Martin Eder (born 31 August 1968 in Augsburg) is a contemporary German painter. He lives and works in Berlin.
== Life and career ==

Eder grew up in Batzenhofen. From 1986, he studied communication design at the Augsburg University of Applied Sciences, graduating in 1992. He then worked for a time in an advertising agency. From 1993 to 1995, he studied at the Academy of Fine Arts Nuremberg. From 1996 to 1999, he studied under Eberhard Bosslet at the Dresden Academy of Fine Arts and was Bosslet's master student from 1999 to 2001. Eder is represented internationally by the EIGEN + ART Gallery Berlin/Leipzig, Kunsthal Rotterdam, ARKEN Museum of Modern Art, Hirst's Newport Street Gallery, MUDAM Luxembourg, among others. He plays in his own experimental rock band under the name Richard Ruin et Les Demoniaques.

In spring 2017 in Berlin's Volksbühne theatre, Eder, as a trained hypnotist, put on a choreographed spiritual experience, inspiring later works such as that in the Psychic and Phantasma.

== Style ==
Martin Eder's style often involves depiction of young nude women and house pets, especially cats. Eder sees little difference in his inclusion of pets and humans as both are "mammals." His works are often erotic in nature and have elements of Surrealism. His works' often include kitsch imagery.
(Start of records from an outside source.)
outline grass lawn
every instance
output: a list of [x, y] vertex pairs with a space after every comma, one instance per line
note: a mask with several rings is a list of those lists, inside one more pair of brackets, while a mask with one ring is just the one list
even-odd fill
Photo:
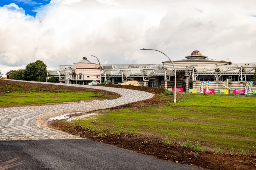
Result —
[[95, 99], [99, 94], [91, 92], [15, 92], [1, 94], [0, 105], [30, 105]]
[[177, 101], [159, 107], [103, 111], [94, 119], [74, 121], [105, 135], [151, 134], [181, 143], [198, 141], [212, 149], [255, 154], [256, 99], [188, 94]]

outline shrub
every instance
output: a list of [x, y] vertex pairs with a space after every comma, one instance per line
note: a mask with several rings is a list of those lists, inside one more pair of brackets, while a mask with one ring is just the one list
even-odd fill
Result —
[[205, 150], [199, 146], [199, 142], [198, 141], [197, 141], [197, 143], [195, 143], [195, 145], [194, 145], [194, 149], [193, 150], [195, 152], [203, 152], [205, 151]]
[[161, 142], [162, 143], [165, 145], [171, 145], [173, 144], [173, 142], [169, 139], [167, 136], [166, 136], [165, 138], [163, 139]]

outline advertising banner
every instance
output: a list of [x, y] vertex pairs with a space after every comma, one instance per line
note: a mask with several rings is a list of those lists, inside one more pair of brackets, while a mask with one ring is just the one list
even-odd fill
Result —
[[221, 91], [219, 92], [219, 93], [221, 94], [229, 94], [229, 90], [226, 89], [221, 89]]
[[210, 80], [208, 80], [206, 82], [206, 84], [205, 85], [205, 90], [203, 91], [203, 93], [208, 93], [208, 92], [209, 91], [209, 83]]
[[201, 82], [201, 86], [200, 87], [200, 93], [203, 93], [203, 86], [205, 85], [205, 81], [203, 81]]
[[214, 93], [215, 92], [214, 89], [208, 89], [208, 91], [206, 92], [206, 89], [203, 89], [203, 93]]
[[249, 83], [250, 83], [250, 82], [247, 82], [245, 83], [245, 94], [246, 95], [248, 94], [248, 88], [249, 87]]
[[[174, 88], [173, 88], [173, 91], [174, 91]], [[183, 92], [184, 90], [183, 88], [176, 88], [176, 92]]]
[[244, 94], [245, 90], [233, 90], [233, 94]]
[[189, 93], [196, 93], [197, 91], [197, 89], [195, 88], [190, 88]]
[[249, 83], [249, 87], [248, 87], [248, 94], [253, 94], [253, 91], [251, 90], [251, 88], [253, 87], [253, 82], [250, 82]]

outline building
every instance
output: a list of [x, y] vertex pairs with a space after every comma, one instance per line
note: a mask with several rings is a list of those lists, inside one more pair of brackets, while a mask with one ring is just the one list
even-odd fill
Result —
[[[256, 63], [232, 63], [229, 61], [211, 59], [198, 50], [183, 60], [173, 60], [176, 71], [177, 87], [185, 91], [200, 89], [202, 81], [210, 80], [209, 86], [216, 91], [243, 89], [245, 83], [253, 81]], [[87, 84], [99, 80], [99, 65], [91, 63], [84, 57], [70, 66], [59, 66], [49, 70], [48, 76], [58, 76], [62, 83]], [[104, 68], [104, 69], [103, 69]], [[170, 61], [161, 64], [104, 65], [102, 67], [102, 82], [118, 84], [130, 80], [138, 81], [141, 85], [172, 88], [174, 71]]]
[[[48, 70], [47, 79], [54, 76], [63, 83], [88, 84], [93, 80], [99, 81], [99, 65], [91, 63], [84, 57], [73, 65], [60, 65], [56, 70]], [[103, 69], [102, 67], [102, 70]]]

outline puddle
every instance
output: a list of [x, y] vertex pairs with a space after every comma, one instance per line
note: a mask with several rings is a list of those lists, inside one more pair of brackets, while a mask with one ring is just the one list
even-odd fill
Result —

Eder attempts to not replicate the existence of life but the illusion of such. In response to why house pets are often his core subjects, his often response is a denial of the premise: "I only paint the ghosts of cats and birds." His works involve not just the illusion of imagery but its contextual meaning: his works deal with the symbolism and learned-imagery behind the icons he paints. He argues the potency of the painting derives from the imagery confronting the viewer with their perception and beliefs of realist representation in which the work takes on qualities irregular to the viewer's typical perception of the subject matter.
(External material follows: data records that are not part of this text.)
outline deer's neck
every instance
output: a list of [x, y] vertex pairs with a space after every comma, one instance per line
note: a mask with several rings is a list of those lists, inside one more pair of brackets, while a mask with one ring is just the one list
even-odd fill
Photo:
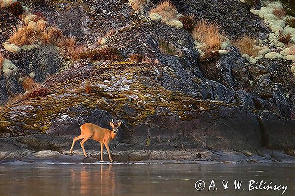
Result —
[[113, 140], [116, 137], [117, 134], [114, 133], [113, 131], [111, 131], [111, 138]]

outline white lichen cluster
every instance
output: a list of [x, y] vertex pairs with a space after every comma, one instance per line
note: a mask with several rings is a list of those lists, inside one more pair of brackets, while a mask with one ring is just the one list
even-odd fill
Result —
[[[37, 16], [34, 14], [29, 13], [24, 18], [23, 22], [27, 24], [28, 26], [31, 27], [34, 30], [36, 30], [38, 28], [38, 24], [37, 23], [43, 23], [47, 24], [48, 22], [42, 19], [39, 19], [37, 23], [34, 21], [37, 17]], [[23, 27], [21, 27], [23, 28]], [[28, 51], [32, 50], [35, 48], [39, 47], [39, 45], [36, 44], [31, 45], [24, 45], [22, 46], [17, 46], [14, 43], [11, 43], [7, 41], [3, 43], [4, 48], [7, 51], [12, 53], [19, 53], [22, 51]]]
[[16, 0], [2, 0], [1, 2], [0, 2], [0, 4], [2, 7], [5, 7], [6, 8], [10, 7], [10, 5], [12, 4], [12, 3], [14, 3], [17, 2]]
[[280, 53], [269, 51], [268, 53], [265, 54], [265, 58], [295, 60], [294, 55], [287, 52], [290, 49], [286, 48], [286, 45], [279, 41], [280, 34], [283, 36], [290, 34], [291, 38], [289, 43], [295, 44], [295, 29], [288, 25], [286, 22], [288, 18], [292, 17], [282, 16], [278, 17], [274, 14], [274, 11], [282, 11], [283, 9], [283, 5], [280, 1], [264, 1], [262, 2], [262, 4], [263, 6], [260, 10], [251, 9], [250, 12], [263, 19], [267, 27], [271, 30], [272, 33], [269, 34], [267, 40], [269, 45], [282, 50]]
[[179, 28], [183, 28], [183, 24], [178, 20], [179, 18], [183, 16], [183, 15], [177, 13], [175, 17], [169, 18], [165, 16], [169, 14], [166, 12], [166, 11], [162, 10], [159, 13], [151, 13], [149, 14], [149, 18], [152, 21], [161, 21], [170, 26]]
[[17, 70], [16, 66], [11, 61], [8, 59], [3, 59], [2, 64], [2, 71], [4, 73], [3, 75], [5, 77], [9, 77], [10, 74], [13, 72], [16, 72]]

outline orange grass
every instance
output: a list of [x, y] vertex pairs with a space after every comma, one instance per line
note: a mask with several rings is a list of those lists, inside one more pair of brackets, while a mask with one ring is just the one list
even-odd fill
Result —
[[194, 40], [198, 40], [204, 45], [205, 50], [212, 51], [220, 49], [223, 39], [220, 36], [219, 25], [203, 20], [197, 23], [192, 32]]
[[150, 11], [150, 13], [157, 13], [163, 16], [163, 18], [169, 20], [176, 17], [177, 9], [170, 1], [165, 1], [152, 9]]
[[242, 53], [247, 54], [250, 56], [257, 56], [258, 52], [261, 49], [260, 47], [255, 46], [255, 40], [248, 36], [236, 40], [234, 44]]

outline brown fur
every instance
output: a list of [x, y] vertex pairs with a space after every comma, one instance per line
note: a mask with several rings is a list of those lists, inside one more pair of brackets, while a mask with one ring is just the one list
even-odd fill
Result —
[[103, 146], [105, 145], [106, 148], [109, 154], [109, 158], [110, 161], [113, 162], [113, 159], [111, 157], [110, 154], [110, 149], [109, 148], [109, 142], [113, 140], [116, 137], [117, 132], [119, 127], [121, 125], [121, 122], [118, 121], [117, 124], [114, 122], [110, 122], [110, 125], [112, 128], [112, 130], [111, 131], [107, 128], [102, 128], [99, 126], [91, 123], [86, 123], [80, 126], [81, 134], [77, 137], [74, 138], [73, 140], [73, 144], [70, 150], [71, 154], [73, 154], [73, 148], [75, 142], [77, 140], [82, 139], [80, 142], [81, 147], [83, 150], [83, 153], [85, 157], [87, 157], [85, 150], [84, 149], [84, 144], [89, 139], [92, 139], [100, 142], [100, 150], [101, 150], [101, 160], [103, 161], [102, 156], [103, 152]]

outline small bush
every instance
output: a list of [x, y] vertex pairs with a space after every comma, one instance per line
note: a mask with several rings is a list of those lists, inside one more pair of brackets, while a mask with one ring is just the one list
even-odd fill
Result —
[[49, 93], [49, 91], [46, 88], [39, 87], [37, 89], [34, 89], [31, 92], [26, 94], [23, 100], [28, 100], [31, 98], [35, 98], [36, 97], [44, 97], [46, 96]]
[[179, 20], [183, 24], [183, 28], [189, 32], [192, 32], [194, 30], [196, 22], [195, 21], [195, 16], [193, 15], [187, 15], [180, 17]]
[[273, 13], [280, 19], [281, 19], [284, 16], [286, 16], [286, 12], [285, 10], [282, 9], [275, 9], [273, 10]]
[[163, 39], [159, 39], [159, 49], [162, 54], [177, 55], [175, 46]]
[[245, 36], [236, 41], [234, 44], [236, 46], [243, 54], [247, 54], [251, 56], [257, 56], [260, 50], [259, 47], [255, 47], [255, 40]]
[[124, 59], [123, 56], [118, 49], [109, 47], [91, 50], [88, 53], [87, 56], [94, 60], [121, 61]]
[[26, 77], [23, 80], [23, 87], [25, 91], [31, 91], [40, 87], [40, 84], [30, 77]]
[[170, 1], [165, 1], [158, 5], [157, 7], [152, 9], [150, 13], [157, 13], [163, 16], [166, 20], [168, 20], [176, 17], [177, 9]]
[[216, 50], [220, 49], [223, 39], [220, 36], [219, 25], [203, 20], [197, 23], [192, 33], [194, 40], [200, 41], [205, 45], [206, 50]]
[[9, 12], [14, 15], [20, 15], [24, 12], [24, 10], [22, 7], [22, 3], [17, 1], [12, 3], [9, 7]]
[[291, 38], [291, 34], [290, 33], [288, 33], [286, 35], [284, 35], [283, 34], [282, 31], [280, 31], [278, 37], [278, 40], [282, 43], [283, 43], [284, 44], [288, 44], [290, 41]]

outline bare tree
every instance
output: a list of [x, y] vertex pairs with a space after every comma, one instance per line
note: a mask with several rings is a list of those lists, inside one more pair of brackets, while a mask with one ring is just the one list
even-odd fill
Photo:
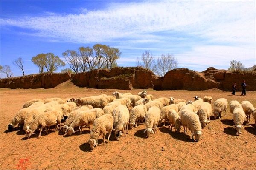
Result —
[[32, 57], [31, 61], [38, 66], [39, 69], [39, 73], [43, 73], [44, 71], [46, 57], [44, 54], [40, 54]]
[[107, 60], [106, 68], [112, 68], [113, 66], [117, 65], [116, 60], [120, 58], [122, 53], [119, 49], [109, 46], [104, 48], [104, 53]]
[[79, 65], [78, 64], [78, 54], [74, 50], [67, 50], [62, 53], [65, 60], [67, 62], [70, 68], [75, 73], [78, 73]]
[[0, 72], [6, 74], [7, 78], [11, 78], [12, 75], [10, 66], [8, 65], [4, 65], [3, 66], [0, 65]]
[[153, 72], [155, 71], [156, 68], [155, 60], [152, 54], [150, 53], [149, 51], [145, 51], [145, 53], [144, 52], [142, 53], [140, 60], [140, 61], [139, 58], [137, 58], [136, 61], [137, 66], [144, 67]]
[[97, 44], [93, 47], [94, 54], [97, 58], [96, 66], [98, 67], [97, 68], [101, 68], [107, 62], [106, 59], [104, 57], [104, 48], [106, 48], [106, 45]]
[[167, 54], [166, 56], [162, 54], [157, 61], [155, 72], [160, 76], [163, 76], [170, 70], [177, 68], [177, 62], [173, 54]]
[[230, 66], [227, 69], [232, 71], [242, 71], [244, 70], [244, 66], [239, 61], [233, 60], [230, 62]]
[[12, 62], [12, 64], [19, 67], [22, 71], [23, 76], [25, 76], [25, 72], [24, 72], [24, 62], [22, 61], [21, 58], [19, 58], [17, 59], [15, 59]]

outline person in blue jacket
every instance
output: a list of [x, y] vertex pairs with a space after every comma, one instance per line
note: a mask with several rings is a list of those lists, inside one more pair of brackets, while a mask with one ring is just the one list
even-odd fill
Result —
[[241, 84], [241, 86], [242, 86], [242, 88], [243, 88], [243, 91], [242, 91], [242, 96], [244, 94], [244, 95], [246, 95], [246, 91], [245, 91], [245, 87], [246, 87], [246, 84], [245, 84], [245, 80], [244, 80], [244, 82]]

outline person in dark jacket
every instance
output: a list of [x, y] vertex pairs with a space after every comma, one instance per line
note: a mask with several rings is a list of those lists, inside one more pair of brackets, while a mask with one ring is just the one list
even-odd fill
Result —
[[232, 85], [232, 93], [231, 93], [231, 94], [233, 95], [236, 95], [236, 83], [234, 82], [233, 85]]
[[245, 91], [245, 87], [246, 87], [246, 84], [245, 84], [245, 80], [244, 80], [244, 82], [241, 84], [243, 91], [242, 91], [242, 96], [244, 94], [246, 95], [246, 91]]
While the majority of his works are made with oil on canvas, Eder works in a variety of mediums including watercolors, film, and photography. Eder has a variety of sculptures; one series made of aluminium-plated polystyrol & resin depicts near-melted representations of faces, including My laughing sister you are dead and Invisible.

== Exhibitions ==

=== Psychic ===
Psychic is an audiovisual exhibit, containing paintings, watercolors, sculptures, and film thematically connected via exploring a sense of limbo. Many of the paintings follow dominantly-female protagonists often donning medieval armor and weaponry; the video starring two women. The works deal with the juxtaposition of the in-between state: fantastic worlds meet the mundane, beauty borders on kitsch. Similar to Phantasma, this exhibit was influenced by his studies on hypnosis and spiritism. Many of the works use Christian iconography, such as the serpent of the Garden of Eden.

This exhibit was showcased at the MUDAM in Luxembourg City from June 17th to September 3rd of 2017.

=== Martyrium ===
The name of the exhibit attempts to recall the depictions of nudity of young men or boys, specifically saints or martyrs, in Renaissance artworks, e.g. Jesus Christ or Saint Sebastian, and the "agonizing and tedious" effort of directing one's "heterosexual male gaze towards another man." The role-reversal of dominating the subject matter with male, not female nudes, is the main theme of the exhibition, providing social commentary on the male gaze and machismo.

This exhibit was showcased at the Galerie EIGEN + ART in Leipzig from November 18th to December 20th of 2017.

=== Phantasma ===
The name of the exhibition, "Phantasma," (derived from the Greek word for phantom) was chosen due to its juxtaposition as an supernatural, eerie creature (i.e. a ghost) or the product of ones mind (such as from a day dream) that evolves into a creative expression. The exhibit, inspired by his studies of hypnosis and Lacanian psychoanalysis, "challenges the relationship between our perceived reality and the artificiality of collective images and after-images in general;" the exhibit attempts to invoke the supernaturality and sensual senseless of everyday mythology and the sublime.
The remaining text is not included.